Okazuje sie, ze gdzies zle zacisneli opaske i przecieła wezyk.
Całe szczescie ze akurat bło w miare zimno i z silnikiem nic sie nie stało,
bo autem akurat jechała kobita i dzwoni do mnie, ze jedzie do pracy i cos
jej sie włączyło. Ale oczywiście sie nie zatrzymała... :)
Czy sie poczuwali? Zrobili, kolejny przegląd zrobili gratis. Czyli de facto
dali rabat 100zł. Mało.
Potem jeszcze ta sama instalacja - ułamał się jeden krociec podajacy gaz do
silnika.
Okazało sie, ze żle zamontowali kontrolkę i przy drganiach silnika czasami
stukała o chłodnice. Tym razem o upuście wole nawet nie wspominac w tym
przypadku - a skleił mi to inny mechanik wiec nawet nie musieli naprawiać.
-
32. Data: 2015-11-22 02:09:26
Temat: Re: zepsuli mi akumulator
Od: s...@g...com
W dniu piątek, 20 listopada 2015 12:55:57 UTC+1 użytkownik twistedme napisał:
> Piątkowo :)
>
>
> Możliwe, że oni go w jakiś sposób uszkodzili, zrobili jakieś zwarcie?

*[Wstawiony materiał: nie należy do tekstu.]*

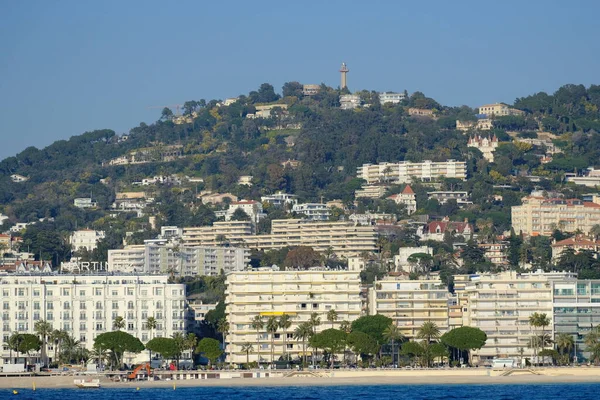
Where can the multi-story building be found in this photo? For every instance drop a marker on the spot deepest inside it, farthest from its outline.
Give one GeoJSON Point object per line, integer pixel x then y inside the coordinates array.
{"type": "Point", "coordinates": [410, 303]}
{"type": "Point", "coordinates": [499, 110]}
{"type": "Point", "coordinates": [280, 199]}
{"type": "Point", "coordinates": [85, 239]}
{"type": "Point", "coordinates": [343, 238]}
{"type": "Point", "coordinates": [576, 312]}
{"type": "Point", "coordinates": [487, 145]}
{"type": "Point", "coordinates": [129, 259]}
{"type": "Point", "coordinates": [349, 101]}
{"type": "Point", "coordinates": [406, 197]}
{"type": "Point", "coordinates": [501, 304]}
{"type": "Point", "coordinates": [401, 259]}
{"type": "Point", "coordinates": [541, 216]}
{"type": "Point", "coordinates": [232, 232]}
{"type": "Point", "coordinates": [298, 294]}
{"type": "Point", "coordinates": [420, 112]}
{"type": "Point", "coordinates": [391, 97]}
{"type": "Point", "coordinates": [86, 305]}
{"type": "Point", "coordinates": [577, 243]}
{"type": "Point", "coordinates": [462, 198]}
{"type": "Point", "coordinates": [371, 191]}
{"type": "Point", "coordinates": [310, 89]}
{"type": "Point", "coordinates": [405, 171]}
{"type": "Point", "coordinates": [313, 211]}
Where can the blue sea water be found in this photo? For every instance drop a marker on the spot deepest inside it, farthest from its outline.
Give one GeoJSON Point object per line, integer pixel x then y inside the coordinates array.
{"type": "Point", "coordinates": [575, 391]}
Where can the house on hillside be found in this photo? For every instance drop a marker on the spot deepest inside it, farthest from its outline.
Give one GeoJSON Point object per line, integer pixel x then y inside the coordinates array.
{"type": "Point", "coordinates": [437, 229]}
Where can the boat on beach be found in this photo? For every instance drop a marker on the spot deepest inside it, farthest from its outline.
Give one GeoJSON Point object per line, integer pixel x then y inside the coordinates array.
{"type": "Point", "coordinates": [87, 383]}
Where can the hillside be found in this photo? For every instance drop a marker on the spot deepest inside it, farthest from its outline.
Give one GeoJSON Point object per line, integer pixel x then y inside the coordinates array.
{"type": "Point", "coordinates": [218, 143]}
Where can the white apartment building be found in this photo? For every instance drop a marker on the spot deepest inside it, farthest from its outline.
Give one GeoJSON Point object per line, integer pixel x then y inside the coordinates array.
{"type": "Point", "coordinates": [280, 199]}
{"type": "Point", "coordinates": [371, 191]}
{"type": "Point", "coordinates": [344, 238]}
{"type": "Point", "coordinates": [499, 110]}
{"type": "Point", "coordinates": [159, 256]}
{"type": "Point", "coordinates": [86, 306]}
{"type": "Point", "coordinates": [541, 216]}
{"type": "Point", "coordinates": [313, 211]}
{"type": "Point", "coordinates": [410, 303]}
{"type": "Point", "coordinates": [85, 239]}
{"type": "Point", "coordinates": [268, 293]}
{"type": "Point", "coordinates": [349, 101]}
{"type": "Point", "coordinates": [501, 304]}
{"type": "Point", "coordinates": [401, 259]}
{"type": "Point", "coordinates": [129, 259]}
{"type": "Point", "coordinates": [443, 196]}
{"type": "Point", "coordinates": [232, 232]}
{"type": "Point", "coordinates": [487, 145]}
{"type": "Point", "coordinates": [406, 197]}
{"type": "Point", "coordinates": [405, 171]}
{"type": "Point", "coordinates": [391, 97]}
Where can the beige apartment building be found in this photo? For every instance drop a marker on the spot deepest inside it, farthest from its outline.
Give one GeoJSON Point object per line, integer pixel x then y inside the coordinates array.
{"type": "Point", "coordinates": [231, 231]}
{"type": "Point", "coordinates": [500, 305]}
{"type": "Point", "coordinates": [499, 110]}
{"type": "Point", "coordinates": [406, 171]}
{"type": "Point", "coordinates": [268, 293]}
{"type": "Point", "coordinates": [541, 216]}
{"type": "Point", "coordinates": [410, 303]}
{"type": "Point", "coordinates": [345, 239]}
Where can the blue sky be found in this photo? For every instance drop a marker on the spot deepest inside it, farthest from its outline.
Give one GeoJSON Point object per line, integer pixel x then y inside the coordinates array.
{"type": "Point", "coordinates": [67, 67]}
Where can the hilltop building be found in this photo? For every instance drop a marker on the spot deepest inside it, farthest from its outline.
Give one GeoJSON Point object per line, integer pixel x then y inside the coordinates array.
{"type": "Point", "coordinates": [405, 171]}
{"type": "Point", "coordinates": [406, 197]}
{"type": "Point", "coordinates": [487, 145]}
{"type": "Point", "coordinates": [541, 216]}
{"type": "Point", "coordinates": [267, 293]}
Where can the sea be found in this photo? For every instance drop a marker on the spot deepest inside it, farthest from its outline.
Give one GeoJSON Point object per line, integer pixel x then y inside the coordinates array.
{"type": "Point", "coordinates": [571, 391]}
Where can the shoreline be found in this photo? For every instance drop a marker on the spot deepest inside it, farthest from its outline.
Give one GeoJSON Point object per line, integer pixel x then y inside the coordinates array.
{"type": "Point", "coordinates": [337, 378]}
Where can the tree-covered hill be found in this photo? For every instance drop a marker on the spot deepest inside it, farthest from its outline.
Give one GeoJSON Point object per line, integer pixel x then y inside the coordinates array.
{"type": "Point", "coordinates": [219, 143]}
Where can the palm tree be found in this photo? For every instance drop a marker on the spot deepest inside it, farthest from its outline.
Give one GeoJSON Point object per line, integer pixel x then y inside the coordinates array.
{"type": "Point", "coordinates": [57, 336]}
{"type": "Point", "coordinates": [223, 328]}
{"type": "Point", "coordinates": [564, 344]}
{"type": "Point", "coordinates": [332, 316]}
{"type": "Point", "coordinates": [303, 332]}
{"type": "Point", "coordinates": [43, 329]}
{"type": "Point", "coordinates": [258, 324]}
{"type": "Point", "coordinates": [285, 322]}
{"type": "Point", "coordinates": [150, 326]}
{"type": "Point", "coordinates": [180, 341]}
{"type": "Point", "coordinates": [392, 334]}
{"type": "Point", "coordinates": [314, 321]}
{"type": "Point", "coordinates": [118, 323]}
{"type": "Point", "coordinates": [247, 348]}
{"type": "Point", "coordinates": [539, 321]}
{"type": "Point", "coordinates": [592, 341]}
{"type": "Point", "coordinates": [272, 326]}
{"type": "Point", "coordinates": [191, 341]}
{"type": "Point", "coordinates": [428, 331]}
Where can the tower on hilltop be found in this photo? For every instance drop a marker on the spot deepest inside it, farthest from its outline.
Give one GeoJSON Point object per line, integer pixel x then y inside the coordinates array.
{"type": "Point", "coordinates": [343, 70]}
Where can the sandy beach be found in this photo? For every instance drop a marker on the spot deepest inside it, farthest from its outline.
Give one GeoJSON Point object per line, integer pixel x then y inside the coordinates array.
{"type": "Point", "coordinates": [366, 377]}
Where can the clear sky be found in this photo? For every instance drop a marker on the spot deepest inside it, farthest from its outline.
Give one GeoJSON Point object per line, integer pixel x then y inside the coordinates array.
{"type": "Point", "coordinates": [67, 67]}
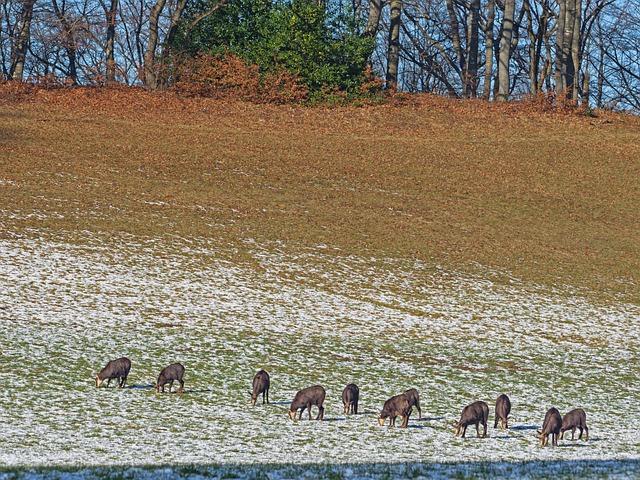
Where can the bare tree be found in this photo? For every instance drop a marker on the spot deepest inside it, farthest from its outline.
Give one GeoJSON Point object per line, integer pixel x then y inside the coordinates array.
{"type": "Point", "coordinates": [21, 42]}
{"type": "Point", "coordinates": [393, 57]}
{"type": "Point", "coordinates": [505, 50]}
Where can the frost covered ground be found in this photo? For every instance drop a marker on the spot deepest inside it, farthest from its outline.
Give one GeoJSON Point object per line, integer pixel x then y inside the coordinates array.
{"type": "Point", "coordinates": [307, 316]}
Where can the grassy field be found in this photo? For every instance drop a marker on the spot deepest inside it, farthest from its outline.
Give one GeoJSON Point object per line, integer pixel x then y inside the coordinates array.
{"type": "Point", "coordinates": [396, 246]}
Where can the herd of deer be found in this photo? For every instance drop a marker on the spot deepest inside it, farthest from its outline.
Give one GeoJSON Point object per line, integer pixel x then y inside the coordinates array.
{"type": "Point", "coordinates": [477, 413]}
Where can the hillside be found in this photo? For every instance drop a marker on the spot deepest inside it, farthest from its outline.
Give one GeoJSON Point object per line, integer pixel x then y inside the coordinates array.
{"type": "Point", "coordinates": [544, 197]}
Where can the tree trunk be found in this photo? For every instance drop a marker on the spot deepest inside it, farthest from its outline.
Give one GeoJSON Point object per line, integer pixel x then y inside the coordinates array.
{"type": "Point", "coordinates": [69, 42]}
{"type": "Point", "coordinates": [150, 67]}
{"type": "Point", "coordinates": [375, 11]}
{"type": "Point", "coordinates": [586, 88]}
{"type": "Point", "coordinates": [455, 38]}
{"type": "Point", "coordinates": [533, 53]}
{"type": "Point", "coordinates": [567, 47]}
{"type": "Point", "coordinates": [561, 63]}
{"type": "Point", "coordinates": [393, 56]}
{"type": "Point", "coordinates": [111, 12]}
{"type": "Point", "coordinates": [471, 70]}
{"type": "Point", "coordinates": [576, 46]}
{"type": "Point", "coordinates": [488, 59]}
{"type": "Point", "coordinates": [505, 50]}
{"type": "Point", "coordinates": [21, 45]}
{"type": "Point", "coordinates": [600, 87]}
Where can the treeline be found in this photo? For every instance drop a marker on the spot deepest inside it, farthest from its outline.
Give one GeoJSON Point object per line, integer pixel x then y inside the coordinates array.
{"type": "Point", "coordinates": [586, 51]}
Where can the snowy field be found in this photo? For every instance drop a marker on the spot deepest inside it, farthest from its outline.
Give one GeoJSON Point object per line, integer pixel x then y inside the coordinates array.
{"type": "Point", "coordinates": [307, 316]}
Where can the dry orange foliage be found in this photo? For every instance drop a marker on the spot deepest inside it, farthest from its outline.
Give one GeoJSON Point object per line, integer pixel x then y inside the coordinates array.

> Czy to kolejny fascynujący zbieg okoliczności?
>
Jakby mi sie warsztat wydał podejrzany to w takiej sytuacji bym poprosił o odpalenie
na kable i powiedział że na wymianie akumulatora zarobi kto inny.
Mialem to nieszczescie ze pierwszy warsztat jaki sobie zapoznałem o rozpoczeciu
przygód motoryzacyjnych był szemrany.
Niby mieli ciagle mase aut na placu i spory przerób ale zawsze byly z nimi jakies
problemy.
A to niedokrecony wtryskiwacz przy wymianie filtra paliwa (pol baku ropy poszlo pod
auto i na tylna szybe) a to wymienione lozysko oporowe za 650pln a to źle załozony
filtr powietrza i zapalajaca sie kontrolka silnika po przekroczeniu 110km/h.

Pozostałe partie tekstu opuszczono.